Posted On: 20 SEP 2023 6:11PM by PIB Delhi

The Competition Commission of India (CCI) has approved the proposed acquisition of certain shareholding in TVS Credit Services Limited by PI Opportunities Fund-I Scheme-II along with certain Individuals.

The PI Opportunities Fund-I Scheme-II, is a trust established under the laws of India and registered as a Category II Alternative Investment Fund (AIF) with the Securities and Exchange Board of India (SEBI). The investment objective of the PI Opportunities Fund-I Scheme-II is to invest in growth and development stage investments in companies. PI Opportunities Fund-I Scheme-II is managed by PI Investment Advisory LLP, as a delegate of the trustee, namely Hasham Premji Private Limited.

The PI Opportunities Fund-I Scheme-II is owned and controlled by Premji Invest Limited (Premji Invest). The PI Opportunities Fund-I Scheme-II is an affiliate of Premji Invest which is the private equity and venture capital investment arm of the Premji Foundation. The Premji Foundation was set up to advance the philanthropic initiatives of Premji Invest and is ultimately controlled by Mr. Azim Premji.

The Individual Acquirers are senior level management employees, partners and consultants of Premji Invest and its affiliates and trustees and the investment made by the Individual Acquirers is a separate investment.

The TVS Credit Services Limited is a non-Deposit taking Systemically Important NBFC (NBFC-NDSI) incorporated in India. It commenced business in 2010 as a retail focused NBFC. The TVS Credit Services Limited is primarily engaged in providing two-wheeler loans, used car loans, new and used tractor loans, used commercial vehicle loans, MSME loans, consumer durable loans and personal loans in India. TVS Credit does not have any business operations outside India.

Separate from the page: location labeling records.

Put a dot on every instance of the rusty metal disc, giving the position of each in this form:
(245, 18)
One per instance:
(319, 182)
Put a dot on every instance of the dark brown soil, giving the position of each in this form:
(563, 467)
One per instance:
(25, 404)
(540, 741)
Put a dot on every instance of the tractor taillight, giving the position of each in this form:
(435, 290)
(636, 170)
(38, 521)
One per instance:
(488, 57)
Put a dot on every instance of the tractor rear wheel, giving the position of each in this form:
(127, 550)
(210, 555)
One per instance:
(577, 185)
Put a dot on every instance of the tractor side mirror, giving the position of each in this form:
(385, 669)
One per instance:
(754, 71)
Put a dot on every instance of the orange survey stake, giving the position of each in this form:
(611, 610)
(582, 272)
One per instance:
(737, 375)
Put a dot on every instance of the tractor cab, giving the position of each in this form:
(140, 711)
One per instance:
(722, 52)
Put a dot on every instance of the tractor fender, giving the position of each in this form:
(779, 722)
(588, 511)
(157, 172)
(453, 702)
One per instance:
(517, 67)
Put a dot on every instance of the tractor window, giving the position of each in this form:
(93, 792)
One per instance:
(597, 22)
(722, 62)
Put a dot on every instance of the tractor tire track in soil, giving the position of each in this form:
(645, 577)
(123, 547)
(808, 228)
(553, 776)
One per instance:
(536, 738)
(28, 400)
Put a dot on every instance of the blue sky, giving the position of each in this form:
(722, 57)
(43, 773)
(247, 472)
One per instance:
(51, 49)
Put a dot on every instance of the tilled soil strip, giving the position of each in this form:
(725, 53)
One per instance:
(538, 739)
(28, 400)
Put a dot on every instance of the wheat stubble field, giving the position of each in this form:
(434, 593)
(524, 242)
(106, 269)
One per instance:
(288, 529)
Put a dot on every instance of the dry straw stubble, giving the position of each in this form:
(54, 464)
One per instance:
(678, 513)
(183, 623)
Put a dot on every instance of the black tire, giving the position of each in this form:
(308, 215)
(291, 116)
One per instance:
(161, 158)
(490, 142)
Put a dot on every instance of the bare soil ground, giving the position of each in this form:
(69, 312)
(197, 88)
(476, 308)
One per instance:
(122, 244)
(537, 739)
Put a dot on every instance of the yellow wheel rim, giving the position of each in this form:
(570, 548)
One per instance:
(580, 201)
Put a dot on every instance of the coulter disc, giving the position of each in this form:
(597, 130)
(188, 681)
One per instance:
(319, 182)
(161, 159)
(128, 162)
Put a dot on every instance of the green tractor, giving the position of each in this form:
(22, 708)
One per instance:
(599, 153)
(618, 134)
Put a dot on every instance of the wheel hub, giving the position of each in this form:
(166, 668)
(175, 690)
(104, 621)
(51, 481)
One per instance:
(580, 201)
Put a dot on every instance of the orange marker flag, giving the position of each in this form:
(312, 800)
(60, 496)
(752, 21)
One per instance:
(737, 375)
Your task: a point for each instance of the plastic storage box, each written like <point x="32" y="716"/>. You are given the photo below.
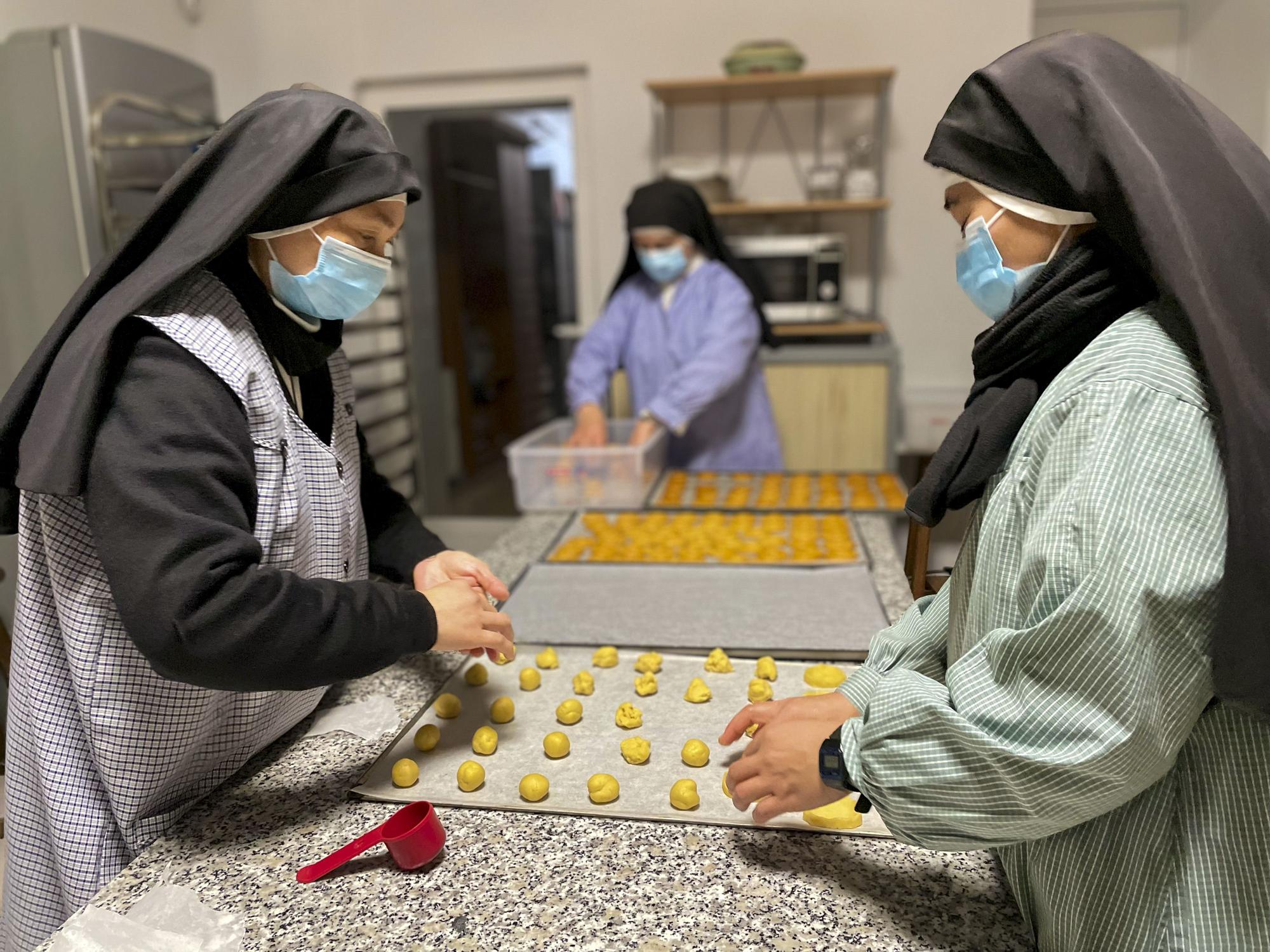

The proposed combination relates to the proposed acquisition of 10.98% stake (on a fully diluted basis) of Target by the Acquirers. PIOF-II shall be acquiring about 10.79% of shareholding in the Target, whereas the Individual Acquirers shall collectively be acquiring 0.19% shareholding in Target. (Proposed Combination).

Detailed order of the CCI will follow.